The infamous Harry Aslinger, cannabis archenemy number one, was leading a fierce demonization campaign against marijuana. He is the mind behind movies such as “Reefer Madness”, and his was pivotal role in making weed illegal. As a matter of fact, before the 30s hemp was seen as totally normal. It was made illegal in 1937, as a result of Aslinger campaign. So, considering the historical frame, Cab Calloway’s fresh, happy take on potheads sure deserves a place in our top-chart.

 

9. Let’s Go Get Stoned

Artist: Ray Charles

Genre: Soul

Album: Crying Time

Release year: 1966

Lyrics: Just drop by my place on your way home / Let's go get stoned

About the song

Originally recorded by The Coasters in 1965, it was a B-side to a more famous single, Never Had It So Good. It lived a second life thanks to the talent and genius of Ray Charles, who reinterpreted it and made a hit out of it. Ray’s soulful voice and magical touch on the piano and the harmonized backing vocals by the choir girls, embellish this outstanding R&B masterpiece; a real pleasure for the ears. 
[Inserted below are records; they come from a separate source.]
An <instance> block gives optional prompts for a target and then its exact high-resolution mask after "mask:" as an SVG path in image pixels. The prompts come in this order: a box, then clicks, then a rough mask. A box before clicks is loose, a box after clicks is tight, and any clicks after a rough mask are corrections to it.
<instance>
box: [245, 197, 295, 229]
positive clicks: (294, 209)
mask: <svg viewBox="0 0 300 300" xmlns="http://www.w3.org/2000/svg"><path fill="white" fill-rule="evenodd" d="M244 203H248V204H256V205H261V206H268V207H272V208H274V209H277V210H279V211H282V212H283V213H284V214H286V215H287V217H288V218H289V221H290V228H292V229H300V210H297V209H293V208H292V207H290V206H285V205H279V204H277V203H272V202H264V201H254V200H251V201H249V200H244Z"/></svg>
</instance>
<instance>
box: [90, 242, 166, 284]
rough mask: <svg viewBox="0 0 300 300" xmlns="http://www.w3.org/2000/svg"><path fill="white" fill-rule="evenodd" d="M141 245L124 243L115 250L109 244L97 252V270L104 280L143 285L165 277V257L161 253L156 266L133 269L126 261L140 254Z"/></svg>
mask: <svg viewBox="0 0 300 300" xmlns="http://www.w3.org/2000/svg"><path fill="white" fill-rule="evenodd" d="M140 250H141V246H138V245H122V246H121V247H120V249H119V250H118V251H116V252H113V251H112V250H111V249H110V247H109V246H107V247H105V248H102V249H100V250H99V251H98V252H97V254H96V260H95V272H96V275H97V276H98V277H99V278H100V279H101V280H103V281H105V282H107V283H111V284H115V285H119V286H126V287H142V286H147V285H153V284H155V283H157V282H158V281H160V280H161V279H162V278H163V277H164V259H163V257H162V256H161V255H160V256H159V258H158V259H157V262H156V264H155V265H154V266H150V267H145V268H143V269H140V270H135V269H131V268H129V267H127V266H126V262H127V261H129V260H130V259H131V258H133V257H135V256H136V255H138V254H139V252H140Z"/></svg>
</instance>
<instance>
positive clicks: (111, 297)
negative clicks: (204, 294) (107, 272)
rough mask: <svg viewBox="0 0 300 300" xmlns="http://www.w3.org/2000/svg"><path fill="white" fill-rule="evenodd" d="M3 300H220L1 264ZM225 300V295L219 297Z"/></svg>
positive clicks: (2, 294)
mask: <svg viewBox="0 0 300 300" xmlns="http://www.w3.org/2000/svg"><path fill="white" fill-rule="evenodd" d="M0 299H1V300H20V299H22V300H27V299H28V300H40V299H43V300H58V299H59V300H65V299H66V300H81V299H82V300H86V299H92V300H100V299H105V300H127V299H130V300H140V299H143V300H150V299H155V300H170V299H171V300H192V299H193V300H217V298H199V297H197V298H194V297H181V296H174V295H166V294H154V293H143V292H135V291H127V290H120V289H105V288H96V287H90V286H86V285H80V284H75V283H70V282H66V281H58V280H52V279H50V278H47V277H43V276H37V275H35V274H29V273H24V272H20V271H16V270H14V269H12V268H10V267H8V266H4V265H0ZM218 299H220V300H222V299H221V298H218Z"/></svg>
Interestingly, Let’s Go Get Stoned, together with I Need No Doctor, were the first songs recorded by Ray after going through a rehabilitation period to kick his heroin habit. The song, then, might be a statement on which are the habits that are worth keeping.

 

10. A Passage to Bangkok

Artist: Rush

Genre: Progressive rock

Album: 2112

Release year: 1976

Lyrics: The natives smile and pass along / A sample of their yield

About the song

With Giddy Lee’s unique high-pitched vocals, Neil Peart’s impeccable drumming and Alex Lifeson’s psychedelic guitars, Rush tribute to the world most famous plant is a masterful blend of hard rock and progressive rock. Inspired by Led Zeppelin song Kashmir, the song lyrics describe the band voyage to exotic lands in search of the golden grails of cannabis.

Written by Rush drummer Neil Peart, the song talks about Colombia, home of the Colombian Red Dot and other landraces, Mexico, Thailand, Afghanistan and other Meccas of cannabis consumption. In the words of Alex Lifeson, the song is about a “fun little journey to all the good places you could have a puff.” We’d sure love to go on a trip with Rush to all of these wonderful places and get a taste of the local produce!

 

11. Bonus: Proud Mary

Artist: Creedence Clearwater Revival

Genre: Country rock

Album: Bayou Country

Release year: 1969

Lyrics: You don't have to worry 'cause you have no money /People on the river are happy to give

About the song

Although John Fogerty, leader of the legendary American rock band Creedence Clearwater Revival, repeatedly said that this song is about a steamboat, the lyrics undeniably seem to be carrying some sort of not-so-hidden meaning. John Fogerty has never made a secret of his cannabis use; however, he never wanted to be seen as some sort of icon by the stoner culture typical of the hippie movement.

He was also quite scared of being caught by the authorities, and this might be reflecting in the lyrics he wrote for this song. Cryptic enough not to be understood by the mainstream; witty enough to be interpreted in the right way by cannabis users. At least, this is what we want to believe.